En espagnol le verbe « étudier » au passé est /estudió/ et au présent /estudio/, /libro/
est « livre » alors que /libró /est le verbe librar (libérer) à la troisième personne du
singulier au passé.
En italien pápa signifie pape et papá père.
En anglais, impórt est le verbe importer et ímport est le substantif « import ».

« L’amazighe connaît deux types d’accent, à savoir l’accent tonique et l’accent d’insistance, l’accent n’est
pas contrastif. L’accent tonique se porte dur la syllabe finale quelle que soit sa structure, à savoir légère,
lourde ou superlourde » (Boukous, 2009 : 126)
Exemples : /aga’/, /agru’r/, /tamiṭa’ct/.

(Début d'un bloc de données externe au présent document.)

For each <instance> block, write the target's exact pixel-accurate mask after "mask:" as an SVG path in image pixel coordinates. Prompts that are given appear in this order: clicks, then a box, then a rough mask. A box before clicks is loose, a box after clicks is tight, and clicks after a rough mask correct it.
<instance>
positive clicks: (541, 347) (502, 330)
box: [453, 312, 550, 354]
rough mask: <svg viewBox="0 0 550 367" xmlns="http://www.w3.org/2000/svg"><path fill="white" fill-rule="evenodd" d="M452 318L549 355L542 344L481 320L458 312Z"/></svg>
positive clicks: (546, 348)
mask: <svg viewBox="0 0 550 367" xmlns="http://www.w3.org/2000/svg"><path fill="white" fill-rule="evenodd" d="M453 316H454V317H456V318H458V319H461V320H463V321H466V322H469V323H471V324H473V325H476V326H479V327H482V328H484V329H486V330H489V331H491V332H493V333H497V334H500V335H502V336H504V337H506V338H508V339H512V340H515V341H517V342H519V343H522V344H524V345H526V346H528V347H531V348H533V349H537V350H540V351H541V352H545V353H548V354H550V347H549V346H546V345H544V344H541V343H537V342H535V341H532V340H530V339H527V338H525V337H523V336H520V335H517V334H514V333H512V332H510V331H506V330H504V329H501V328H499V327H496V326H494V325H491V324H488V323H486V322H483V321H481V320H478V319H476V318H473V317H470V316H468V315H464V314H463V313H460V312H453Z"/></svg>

- La durée : c’est l’allongement des voyelles. Elle est transcrite par deux points « : », en
français par exemple, ce trait prosodique concerne la voyelle précédant les consonnes
allongentes : /r/,/z/,/j/et/v/ comme dans /ba:r/(bar), /ba:z/(base), /ca:j/ (cage) et
/ca:v/(cave) mais aussi dans grande /grã:d/, bombe /bo:mb/pâle /pa:l/, câble /ka:bl/,
sable /sa:bl/. Cependant, elle n’est pas pertinente en français ; elle ne permet pas de
distinguer deux unités linguistiques comme c’est le cas de la langue arabe où
l’allongement est distinctif :
/ḍaṛaba/ (frapper) et /ḍa:ṛaba/ (spéculer).
/ kataba/ (écrire) vs /ka:taba/ (correspondre)
/rasala/ (envoyer) vs /ra:sala/ (correspondre)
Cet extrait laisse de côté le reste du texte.